Plaintiff is cautioned, however, that any amended complaint he elects to file must address and cure the deficiencies noted above. Moreover, if plaintiff elects to file an amended complaint in this action "the tenet that a court must accept as true all of the allegations contained in a complaint is inapplicable to legal conclusions. Threadbare recitals of the elements of a cause of action, supported by mere conclusory statements, do not suffice." Ashcroft v. Iqbal, 556 U.S.662, 678 (2009). "While legal conclusions can provide the complaint's framework, they must be supported by factual allegations." Id. at 679. Those facts must be sufficient to push the claims "across the line from conceivable to plausible[.]" Id. at 680 (quoting Bell Atlantic Corp. v. Twombly, 550 U.S. 544, 557 (2007)).
The minimum requirements for a civil complaint in federal court are as follows:
A pleading which sets forth a claim for relief ... shall contain (1) a short and plain statement of the grounds upon which the court's jurisdiction depends ..., (2) a short and plain statement of the claim showing that the pleader is entitled to relief, and (3) a demand for judgment for the relief the pleader seeks.Fed. R. Civ. P. 8(a).
Plaintiff is also reminded that the court cannot refer to a prior pleading in order to make an amended complaint complete. Local Rule 220 requires that any amended complaint be complete in itself without reference to prior pleadings. The second amended complaint will supersede the amended complaint just as the amended complaint superseded the original complaint. See Loux v. Rhay, 375 F.2d 55, 57 (9th Cir.1967). Thus, in an amended complaint, just as if it were the initial complaint filed in the case, each defendant must be listed in the caption and identified in the body of the complaint, and each claim and the involvement of each defendant must be sufficiently alleged. Any amended complaint which plaintiff may elect to file must also include concise but complete factual allegations describing the conduct and events which underlie his claims.

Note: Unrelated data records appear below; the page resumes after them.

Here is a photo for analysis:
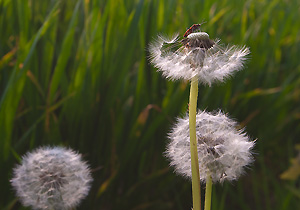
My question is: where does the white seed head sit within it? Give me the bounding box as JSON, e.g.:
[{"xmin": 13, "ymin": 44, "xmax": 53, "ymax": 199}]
[
  {"xmin": 149, "ymin": 32, "xmax": 250, "ymax": 86},
  {"xmin": 165, "ymin": 111, "xmax": 254, "ymax": 182},
  {"xmin": 11, "ymin": 147, "xmax": 92, "ymax": 209}
]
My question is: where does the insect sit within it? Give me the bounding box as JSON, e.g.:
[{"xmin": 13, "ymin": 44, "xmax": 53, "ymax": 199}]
[{"xmin": 183, "ymin": 24, "xmax": 201, "ymax": 37}]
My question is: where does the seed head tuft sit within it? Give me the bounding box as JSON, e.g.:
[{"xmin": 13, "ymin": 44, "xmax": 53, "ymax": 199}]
[
  {"xmin": 11, "ymin": 147, "xmax": 92, "ymax": 209},
  {"xmin": 149, "ymin": 28, "xmax": 250, "ymax": 86},
  {"xmin": 165, "ymin": 111, "xmax": 254, "ymax": 182}
]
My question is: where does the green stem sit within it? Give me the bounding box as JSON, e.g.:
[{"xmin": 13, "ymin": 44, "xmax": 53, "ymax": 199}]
[
  {"xmin": 189, "ymin": 77, "xmax": 201, "ymax": 210},
  {"xmin": 204, "ymin": 173, "xmax": 212, "ymax": 210}
]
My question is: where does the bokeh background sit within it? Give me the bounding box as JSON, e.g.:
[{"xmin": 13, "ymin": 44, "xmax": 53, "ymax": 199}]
[{"xmin": 0, "ymin": 0, "xmax": 300, "ymax": 210}]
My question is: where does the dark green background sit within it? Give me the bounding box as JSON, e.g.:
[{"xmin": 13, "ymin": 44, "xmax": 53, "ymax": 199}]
[{"xmin": 0, "ymin": 0, "xmax": 300, "ymax": 210}]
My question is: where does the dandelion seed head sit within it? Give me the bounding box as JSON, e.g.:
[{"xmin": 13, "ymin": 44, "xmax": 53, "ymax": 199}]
[
  {"xmin": 11, "ymin": 147, "xmax": 92, "ymax": 209},
  {"xmin": 149, "ymin": 27, "xmax": 250, "ymax": 86},
  {"xmin": 165, "ymin": 111, "xmax": 254, "ymax": 182}
]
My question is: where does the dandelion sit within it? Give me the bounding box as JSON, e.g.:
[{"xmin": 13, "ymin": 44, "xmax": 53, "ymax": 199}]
[
  {"xmin": 165, "ymin": 111, "xmax": 254, "ymax": 182},
  {"xmin": 11, "ymin": 147, "xmax": 92, "ymax": 209},
  {"xmin": 149, "ymin": 28, "xmax": 250, "ymax": 86}
]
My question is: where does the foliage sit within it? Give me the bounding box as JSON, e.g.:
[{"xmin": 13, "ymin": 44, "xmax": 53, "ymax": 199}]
[{"xmin": 0, "ymin": 0, "xmax": 300, "ymax": 210}]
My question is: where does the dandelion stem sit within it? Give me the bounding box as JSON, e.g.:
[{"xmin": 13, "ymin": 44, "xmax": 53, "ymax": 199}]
[
  {"xmin": 204, "ymin": 173, "xmax": 212, "ymax": 210},
  {"xmin": 189, "ymin": 76, "xmax": 201, "ymax": 210}
]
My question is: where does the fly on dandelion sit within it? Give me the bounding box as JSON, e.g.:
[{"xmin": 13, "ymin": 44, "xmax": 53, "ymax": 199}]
[
  {"xmin": 183, "ymin": 24, "xmax": 201, "ymax": 37},
  {"xmin": 149, "ymin": 24, "xmax": 250, "ymax": 86}
]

Finally, because plaintiff's original complaint and attachments thereto were 346 pages in length, the court will impose a thirty-five page limit, including exhibits and attachments, on any amended complaint plaintiff may elect to file.
Conclusion
Plaintiff's claims under the APA and the cited federal criminal statutes are "wholly insubstantial and frivolous." Bell v. Hood, 327 U.S. 678, 682-83 (1946). It is clear that the court does not have subject matter jurisdiction over plaintiff's claims as presented in his original complaint.
Accordingly:
1. Defendant Van Sciver's motion to dismiss (Doc. No. 2) is granted and the complaint is dismissed as to all defendants without prejudice and with leave to amend;IT IS SO ORDERED. Dated: September 1 , 2016
2. If plaintiff elects to pursue this action he shall file an amended complaint within twenty one days of the date of this order; and
3. Plaintiff's failure to file an amended complaint within the time provided will result in the dismissal of this action.